---
title: "Troubleshooting"
description: "How to troubleshoot common data transformation scenarios where Materialize is not working as expected."
menu:
  main:
    name: "Troubleshooting"
    identifier: transform-troubleshooting
    parent: transform-data
    weight: 90
---

Once data is flowing into Materialize and you start modeling it in SQL, you
might run into some snags or unexpected scenarios. This guide collects common
questions around data transformation to help you troubleshoot your queries.

## Why is my query slow?

<!-- TODO: update this to use the query history UI once it's available -->
The most common reasons for query execution taking longer than expected are:

* Processing lag in upstream dependencies, like materialized views and indexes
* Index design
* Query design

Each of these reasons requires a different approach for troubleshooting. Follow
the guidance below to first detect the source of slowness, and then address it
accordingly.

### Lagging materialized views or indexes

#### Detect

When a materialized view or index upstream of your query is behind on
processing, your query must wait for it to catch up before returning results.
This is how Materialize ensures consistent results for all queries.
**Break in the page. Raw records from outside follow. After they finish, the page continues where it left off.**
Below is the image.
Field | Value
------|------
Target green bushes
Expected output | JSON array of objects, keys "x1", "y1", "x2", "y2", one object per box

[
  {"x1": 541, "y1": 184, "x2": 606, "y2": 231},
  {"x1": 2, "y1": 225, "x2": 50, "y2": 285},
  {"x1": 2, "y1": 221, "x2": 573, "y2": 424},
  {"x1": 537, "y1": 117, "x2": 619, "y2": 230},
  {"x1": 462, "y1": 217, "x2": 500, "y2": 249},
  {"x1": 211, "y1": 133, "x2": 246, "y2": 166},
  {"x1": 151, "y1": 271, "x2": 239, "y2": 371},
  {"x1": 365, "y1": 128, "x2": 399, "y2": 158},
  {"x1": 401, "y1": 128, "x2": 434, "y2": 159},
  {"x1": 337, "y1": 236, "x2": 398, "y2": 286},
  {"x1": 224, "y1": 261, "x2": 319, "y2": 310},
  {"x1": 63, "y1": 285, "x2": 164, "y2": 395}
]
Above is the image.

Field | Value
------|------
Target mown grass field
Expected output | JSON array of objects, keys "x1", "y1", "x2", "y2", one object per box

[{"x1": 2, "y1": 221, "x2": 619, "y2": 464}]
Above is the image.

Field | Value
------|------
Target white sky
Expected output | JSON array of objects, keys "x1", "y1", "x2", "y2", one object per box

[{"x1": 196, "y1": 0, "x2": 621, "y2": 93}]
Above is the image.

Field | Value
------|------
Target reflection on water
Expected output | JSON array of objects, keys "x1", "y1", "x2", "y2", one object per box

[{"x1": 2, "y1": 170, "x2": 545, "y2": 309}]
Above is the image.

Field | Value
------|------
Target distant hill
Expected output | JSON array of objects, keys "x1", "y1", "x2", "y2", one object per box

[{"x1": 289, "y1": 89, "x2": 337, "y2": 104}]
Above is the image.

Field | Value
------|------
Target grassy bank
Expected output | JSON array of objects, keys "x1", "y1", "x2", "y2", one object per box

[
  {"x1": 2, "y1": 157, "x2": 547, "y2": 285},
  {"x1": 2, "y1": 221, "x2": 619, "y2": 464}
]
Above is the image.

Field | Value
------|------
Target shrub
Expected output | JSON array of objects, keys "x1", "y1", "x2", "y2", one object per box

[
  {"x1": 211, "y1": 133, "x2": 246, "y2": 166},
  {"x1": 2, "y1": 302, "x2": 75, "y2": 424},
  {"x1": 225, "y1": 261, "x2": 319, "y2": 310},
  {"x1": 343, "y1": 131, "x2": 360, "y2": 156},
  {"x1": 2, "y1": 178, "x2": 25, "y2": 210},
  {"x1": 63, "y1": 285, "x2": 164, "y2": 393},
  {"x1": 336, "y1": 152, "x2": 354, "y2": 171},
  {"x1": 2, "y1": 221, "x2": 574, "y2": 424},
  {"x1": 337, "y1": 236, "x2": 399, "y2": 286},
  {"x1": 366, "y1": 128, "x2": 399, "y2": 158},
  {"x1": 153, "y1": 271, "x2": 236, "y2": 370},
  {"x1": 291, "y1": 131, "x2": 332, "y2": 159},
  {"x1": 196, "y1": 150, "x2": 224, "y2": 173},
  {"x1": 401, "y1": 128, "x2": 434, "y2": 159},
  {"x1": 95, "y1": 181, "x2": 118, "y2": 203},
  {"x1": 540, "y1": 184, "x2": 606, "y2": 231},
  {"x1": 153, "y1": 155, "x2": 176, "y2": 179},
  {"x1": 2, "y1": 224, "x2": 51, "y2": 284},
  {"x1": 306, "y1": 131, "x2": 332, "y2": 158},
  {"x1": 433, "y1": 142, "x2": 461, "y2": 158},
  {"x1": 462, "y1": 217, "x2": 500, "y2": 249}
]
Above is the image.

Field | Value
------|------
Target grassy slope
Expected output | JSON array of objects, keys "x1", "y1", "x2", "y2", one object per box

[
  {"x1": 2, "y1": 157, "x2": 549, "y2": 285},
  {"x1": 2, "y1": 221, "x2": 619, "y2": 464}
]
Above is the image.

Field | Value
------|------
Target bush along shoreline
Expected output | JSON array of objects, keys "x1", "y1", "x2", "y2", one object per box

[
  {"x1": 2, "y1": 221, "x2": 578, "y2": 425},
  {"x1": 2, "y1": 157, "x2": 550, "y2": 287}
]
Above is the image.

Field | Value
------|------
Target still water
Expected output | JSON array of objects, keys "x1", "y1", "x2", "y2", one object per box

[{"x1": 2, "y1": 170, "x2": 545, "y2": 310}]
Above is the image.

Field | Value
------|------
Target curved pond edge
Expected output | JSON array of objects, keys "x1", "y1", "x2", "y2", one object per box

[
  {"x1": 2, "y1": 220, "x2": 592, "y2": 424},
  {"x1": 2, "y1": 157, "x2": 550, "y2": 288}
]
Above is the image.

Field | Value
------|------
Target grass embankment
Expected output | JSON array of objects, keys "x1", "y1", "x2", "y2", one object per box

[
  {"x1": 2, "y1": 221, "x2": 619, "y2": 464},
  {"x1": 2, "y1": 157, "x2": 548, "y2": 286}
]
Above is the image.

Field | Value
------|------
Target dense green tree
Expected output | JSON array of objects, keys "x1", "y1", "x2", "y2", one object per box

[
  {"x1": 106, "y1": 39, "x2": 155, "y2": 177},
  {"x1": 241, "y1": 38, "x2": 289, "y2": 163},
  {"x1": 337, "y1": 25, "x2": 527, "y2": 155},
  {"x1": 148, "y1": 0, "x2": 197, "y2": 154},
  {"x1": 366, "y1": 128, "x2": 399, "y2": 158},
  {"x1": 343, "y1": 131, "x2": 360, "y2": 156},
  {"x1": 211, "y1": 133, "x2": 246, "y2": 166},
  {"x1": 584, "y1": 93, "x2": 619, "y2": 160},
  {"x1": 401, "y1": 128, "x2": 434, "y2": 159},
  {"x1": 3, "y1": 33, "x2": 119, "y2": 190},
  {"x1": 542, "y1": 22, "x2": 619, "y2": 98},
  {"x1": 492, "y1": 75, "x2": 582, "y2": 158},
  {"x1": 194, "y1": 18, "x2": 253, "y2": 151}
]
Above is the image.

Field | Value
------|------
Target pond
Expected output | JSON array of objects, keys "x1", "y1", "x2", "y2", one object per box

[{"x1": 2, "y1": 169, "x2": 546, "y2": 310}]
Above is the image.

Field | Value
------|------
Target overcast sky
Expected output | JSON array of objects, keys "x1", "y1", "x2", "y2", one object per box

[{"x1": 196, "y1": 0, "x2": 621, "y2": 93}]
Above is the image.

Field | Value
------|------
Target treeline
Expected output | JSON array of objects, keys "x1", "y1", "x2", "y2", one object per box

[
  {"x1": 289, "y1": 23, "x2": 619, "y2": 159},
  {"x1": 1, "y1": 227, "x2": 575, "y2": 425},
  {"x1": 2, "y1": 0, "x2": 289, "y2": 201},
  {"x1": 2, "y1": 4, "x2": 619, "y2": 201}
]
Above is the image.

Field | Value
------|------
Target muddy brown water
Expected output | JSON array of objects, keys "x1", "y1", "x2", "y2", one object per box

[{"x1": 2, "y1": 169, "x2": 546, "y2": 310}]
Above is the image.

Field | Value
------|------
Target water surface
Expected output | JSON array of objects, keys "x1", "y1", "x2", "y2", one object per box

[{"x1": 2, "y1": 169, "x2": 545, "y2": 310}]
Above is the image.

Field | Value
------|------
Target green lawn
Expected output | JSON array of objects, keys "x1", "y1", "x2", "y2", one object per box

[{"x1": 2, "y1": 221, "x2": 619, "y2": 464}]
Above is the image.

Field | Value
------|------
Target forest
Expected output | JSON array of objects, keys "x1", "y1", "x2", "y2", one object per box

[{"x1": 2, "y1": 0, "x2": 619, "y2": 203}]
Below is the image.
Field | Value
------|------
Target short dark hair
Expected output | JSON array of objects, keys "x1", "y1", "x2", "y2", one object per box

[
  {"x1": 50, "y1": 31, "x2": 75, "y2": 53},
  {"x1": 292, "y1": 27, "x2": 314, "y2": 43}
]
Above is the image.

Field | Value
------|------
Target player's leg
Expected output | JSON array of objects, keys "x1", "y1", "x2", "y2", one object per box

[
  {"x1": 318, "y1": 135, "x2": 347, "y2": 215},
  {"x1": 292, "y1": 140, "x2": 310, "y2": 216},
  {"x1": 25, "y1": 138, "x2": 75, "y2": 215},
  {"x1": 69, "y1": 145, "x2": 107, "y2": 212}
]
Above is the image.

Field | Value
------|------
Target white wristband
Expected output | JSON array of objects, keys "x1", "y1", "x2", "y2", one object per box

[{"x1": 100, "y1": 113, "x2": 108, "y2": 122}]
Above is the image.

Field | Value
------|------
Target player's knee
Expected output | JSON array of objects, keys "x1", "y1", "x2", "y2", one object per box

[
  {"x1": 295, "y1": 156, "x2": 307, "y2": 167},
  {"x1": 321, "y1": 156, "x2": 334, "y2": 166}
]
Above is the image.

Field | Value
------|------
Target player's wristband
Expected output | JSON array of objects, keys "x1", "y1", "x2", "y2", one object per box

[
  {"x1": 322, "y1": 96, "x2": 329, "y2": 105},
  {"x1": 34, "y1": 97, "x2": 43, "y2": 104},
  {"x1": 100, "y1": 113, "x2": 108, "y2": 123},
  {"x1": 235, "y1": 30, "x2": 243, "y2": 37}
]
To check if any materialized views or indexes are lagging, use the workflow
graphs in the Materialize console.

1. Go to https://console.materialize.com/.
2. Click on the **"Clusters"** tab in the side navigation bar.
3. Click on the cluster that contains your upstream materialized view or index.
4. Go to the **"Materialized Views"** or **"Indexes"** section, and click on the
object name to access its workflow graph.

If you find that one of the upstream materialized views or indexes is lagging,
this could be the cause of your query slowness.

#### Address

To troubleshoot and fix a lagging materialized view or index, follow the steps
in the [dataflow troubleshooting](/transform-data/dataflow-troubleshooting) guide.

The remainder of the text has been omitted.